Т.Иенсен. Акакий по-гречески — «незлобивый».

Ю.Норштейн. Да, дважды незлобивый — Акакий Акакиевич. Акакий за всю свою жизнь и мухи не обидел. Поэтому в его лице должно быть что-то от ребенка. И вместе с тем, оно должно совмещать мужские и женские черты. Такое лицо потом легче мимировать, чем изначально выразительное. Почему в мультипликации удаются персонажи отрицательные? Потому что они несут на себе некий характерный знак, а вот сделать нечто как бы бестелесное, не закрепленное каким-либо определенным жестом, определенным выражением лица, — самое сложное. В литературе это тоже самое сложное. Помните, Достоевский писал: «Кто только ни брался за изображение положительно прекрасного — всегда пасовал. Потому что эта задача безмерная». Перед нами безусловно не столько высокая, но едва ли не столь же «безмерная» задача — материализовать некий образ, который в силу своей размытой неопределенности способен выдерживать разные смысловые нагрузки в зависимости от развития действия.

Т.Иенсен. То есть вы хотите уйти от всякой знаковости, для мультипликации, казалось бы, столь неизбежной? Но, судя по «Сказке сказок», вы и против обобщенного абстрагирования. Каким же способом вы надеетесь соединить неуловимую, неоформленную текучесть образа Акакия Акакиевича и его западающую в душу осязаемую конкретность?

Ю.Норштейн. За счет изменения лица Акакия Акакиевича, то есть оно должно меняться буквально на наших глазах.

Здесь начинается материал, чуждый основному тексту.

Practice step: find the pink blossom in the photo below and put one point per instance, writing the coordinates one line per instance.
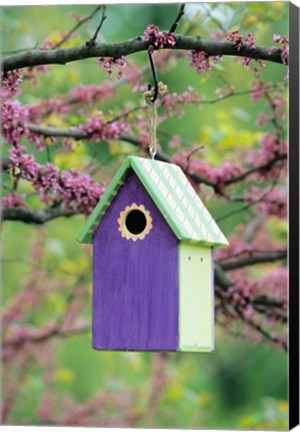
(250, 41)
(88, 94)
(10, 83)
(262, 119)
(108, 63)
(236, 38)
(13, 200)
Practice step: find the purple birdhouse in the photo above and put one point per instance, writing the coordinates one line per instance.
(153, 245)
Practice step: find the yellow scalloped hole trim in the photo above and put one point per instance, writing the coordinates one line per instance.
(122, 222)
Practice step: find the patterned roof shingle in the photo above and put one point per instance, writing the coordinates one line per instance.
(173, 195)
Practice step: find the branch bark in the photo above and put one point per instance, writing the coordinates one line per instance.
(134, 45)
(271, 256)
(38, 217)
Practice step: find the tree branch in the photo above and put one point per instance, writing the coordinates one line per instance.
(92, 41)
(134, 45)
(38, 217)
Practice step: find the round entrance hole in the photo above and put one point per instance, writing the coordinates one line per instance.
(136, 222)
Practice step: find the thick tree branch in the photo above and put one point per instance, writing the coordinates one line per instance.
(134, 45)
(38, 217)
(271, 256)
(92, 41)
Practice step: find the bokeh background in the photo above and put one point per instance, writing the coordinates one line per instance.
(243, 384)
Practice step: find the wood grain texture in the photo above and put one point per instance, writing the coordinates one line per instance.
(135, 292)
(195, 298)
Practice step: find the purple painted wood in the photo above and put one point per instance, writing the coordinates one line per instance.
(135, 292)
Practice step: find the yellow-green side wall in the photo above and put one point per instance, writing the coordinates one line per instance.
(196, 298)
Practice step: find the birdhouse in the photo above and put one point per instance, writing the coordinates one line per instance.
(153, 268)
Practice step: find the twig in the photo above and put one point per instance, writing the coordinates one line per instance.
(252, 203)
(271, 256)
(76, 27)
(92, 41)
(177, 19)
(38, 217)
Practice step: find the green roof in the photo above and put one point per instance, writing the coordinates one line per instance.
(173, 195)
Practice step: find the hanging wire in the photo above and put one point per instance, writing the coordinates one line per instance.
(155, 78)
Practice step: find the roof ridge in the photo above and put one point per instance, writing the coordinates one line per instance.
(188, 219)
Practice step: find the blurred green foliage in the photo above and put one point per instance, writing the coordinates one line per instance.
(241, 384)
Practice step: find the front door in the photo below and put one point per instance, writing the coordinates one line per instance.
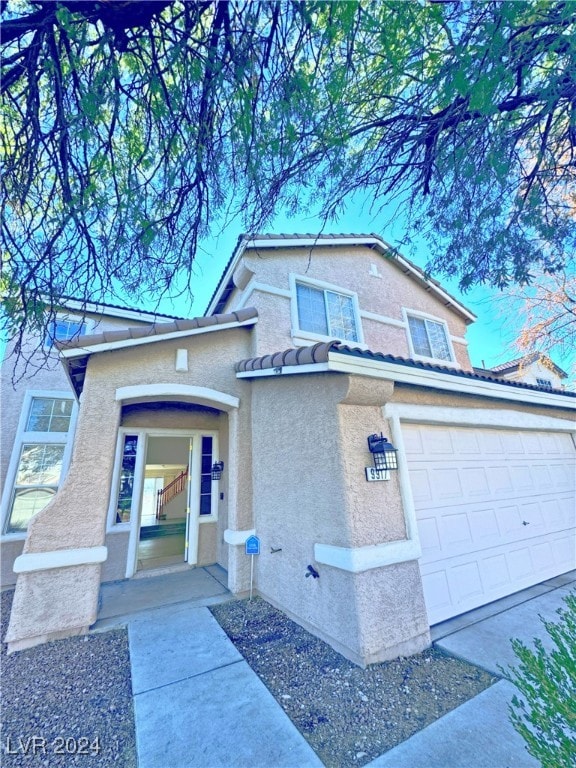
(164, 508)
(165, 492)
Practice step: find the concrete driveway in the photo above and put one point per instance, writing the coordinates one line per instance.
(479, 734)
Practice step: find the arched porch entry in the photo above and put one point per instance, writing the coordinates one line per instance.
(166, 502)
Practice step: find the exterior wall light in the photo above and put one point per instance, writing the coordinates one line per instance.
(217, 469)
(384, 454)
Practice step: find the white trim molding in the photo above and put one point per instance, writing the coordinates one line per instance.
(238, 538)
(321, 285)
(359, 559)
(377, 244)
(60, 558)
(107, 346)
(407, 313)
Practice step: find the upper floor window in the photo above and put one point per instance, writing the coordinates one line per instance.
(429, 338)
(49, 414)
(326, 312)
(64, 329)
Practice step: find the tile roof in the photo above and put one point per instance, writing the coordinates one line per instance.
(246, 239)
(319, 353)
(158, 329)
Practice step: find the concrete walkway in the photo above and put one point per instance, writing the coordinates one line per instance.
(479, 734)
(198, 704)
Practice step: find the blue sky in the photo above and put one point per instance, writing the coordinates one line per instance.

Т.Иенсен. Но ведь обычно в рисованной мультипликации выражение лица героя меняется мгновенно. Что позволит вам на протяжении всего фильма делать лицо Акакия Акакиевича меняющимся?

Ю.Норштейн. Помимо чисто изобразительной трансформации, игра светотональная. Она как бы продлевает изображение, заложенное в самих декорациях, в самом персонаже. Вообще, с персонажем довольно сложно. Любое яркое стилевое решение не дает возможность развивать изображение на протяжении длительного времени. Изображение должно быть такой степени нейтральности, чтобы создать условия для его преобразования во время съемки.

Свет, к примеру, дает дополнительное преобразование изображению. То, что смотрелось омертвевшей линией, безжизненным цветовым пятном, под камерой при определенном источнике света оживает, одухотворяется. Мы можем, высвечивая какие-то фрагменты, менять смысловую наполненность изображения. Свет развивает и образную структуру, заложенную в нем, поэтому оно должно изначально строиться с расчетом на дальнейшее развитие под камерой. Но здесь необходимо стремиться подчинить своему замыслу не только природу именно мультипликационного кино, но и природу кино как такового. Ведь слово гораздо шире, чем изображение, оно дает большую свободу внутреннему зрению зрителя. На экране же все предельно конкретно и материально законченно. И этот конфликт между образом в твоем сознании и образом, закрепленным во внешних формах, один из самых мучительных.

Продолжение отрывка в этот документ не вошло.